Amorphous Magnesium Coating for Achieving Functional Changes from Antibacterial to Osteogenic Activities

Abstract

Medical devices composed of titanium (Ti) should exhibit antibacterial and osteogenic activities to achieve both infection prevention and rapid bone reconstruction. Here, a Ti surface was modified by performing magnetron sputtering (MS) using pure Mg or Mg–30Ca alloy targets for surface functionalization. MC0, prepared with a pure Mg target, had a crystalline metallic-Mg coating layer, whereas MC30, prepared with an Mg–30Ca alloy target, had an amorphous coating composed of Mg and Ca.

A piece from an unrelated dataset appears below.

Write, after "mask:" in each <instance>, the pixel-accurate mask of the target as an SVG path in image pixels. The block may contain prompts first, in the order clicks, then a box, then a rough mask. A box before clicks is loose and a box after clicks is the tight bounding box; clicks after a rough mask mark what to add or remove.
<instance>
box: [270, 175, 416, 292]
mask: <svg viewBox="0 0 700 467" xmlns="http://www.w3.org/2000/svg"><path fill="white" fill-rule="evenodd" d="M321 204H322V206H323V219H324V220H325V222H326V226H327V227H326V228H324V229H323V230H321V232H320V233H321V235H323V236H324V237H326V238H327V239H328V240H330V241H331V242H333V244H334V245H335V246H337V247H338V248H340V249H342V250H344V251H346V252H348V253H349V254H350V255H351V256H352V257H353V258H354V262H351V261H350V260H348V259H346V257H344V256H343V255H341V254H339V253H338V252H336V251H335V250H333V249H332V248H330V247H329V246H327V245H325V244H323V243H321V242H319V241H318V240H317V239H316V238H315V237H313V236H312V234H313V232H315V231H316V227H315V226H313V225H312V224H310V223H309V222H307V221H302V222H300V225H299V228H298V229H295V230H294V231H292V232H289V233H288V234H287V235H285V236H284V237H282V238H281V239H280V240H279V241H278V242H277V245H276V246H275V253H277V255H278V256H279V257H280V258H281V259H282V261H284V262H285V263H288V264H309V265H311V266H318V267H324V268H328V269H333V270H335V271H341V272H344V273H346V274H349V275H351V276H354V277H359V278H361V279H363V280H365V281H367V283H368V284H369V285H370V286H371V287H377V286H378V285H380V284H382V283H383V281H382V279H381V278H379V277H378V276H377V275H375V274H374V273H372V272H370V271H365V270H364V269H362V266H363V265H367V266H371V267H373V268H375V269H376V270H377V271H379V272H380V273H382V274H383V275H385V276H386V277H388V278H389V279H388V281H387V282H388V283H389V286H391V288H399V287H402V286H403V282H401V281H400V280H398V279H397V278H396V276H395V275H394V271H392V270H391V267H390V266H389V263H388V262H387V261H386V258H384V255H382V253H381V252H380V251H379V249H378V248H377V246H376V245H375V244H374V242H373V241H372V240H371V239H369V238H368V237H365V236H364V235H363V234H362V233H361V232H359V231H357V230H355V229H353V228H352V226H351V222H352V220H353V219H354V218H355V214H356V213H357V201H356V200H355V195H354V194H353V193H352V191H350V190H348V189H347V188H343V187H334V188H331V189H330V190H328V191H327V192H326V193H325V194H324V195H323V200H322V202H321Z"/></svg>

Both samples rapidly dissolved when immersed in a cell culture medium and exhibited antibacterial activities against methicillin-resistant Staphylococcus aureus and cytotoxicity against MC3T3-E1 cells. Furthermore, MC30 promoted the proliferation and calcification of MC3T3-E1 cells because of the subsequent deposition of calcite on the surface after rapid dissolution. Our findings are the first to reveal that MS performed by using an Mg–30Ca alloy target endowed Ti surfaces with functional changes from antibacterial to osteogenic activities over time. Our results provide fundamental insights into the surface design of Ti-based medical devices for enhanced bone reconstruction and infection prevention and offer possibilities for biomedical applications of Mg-based coatings.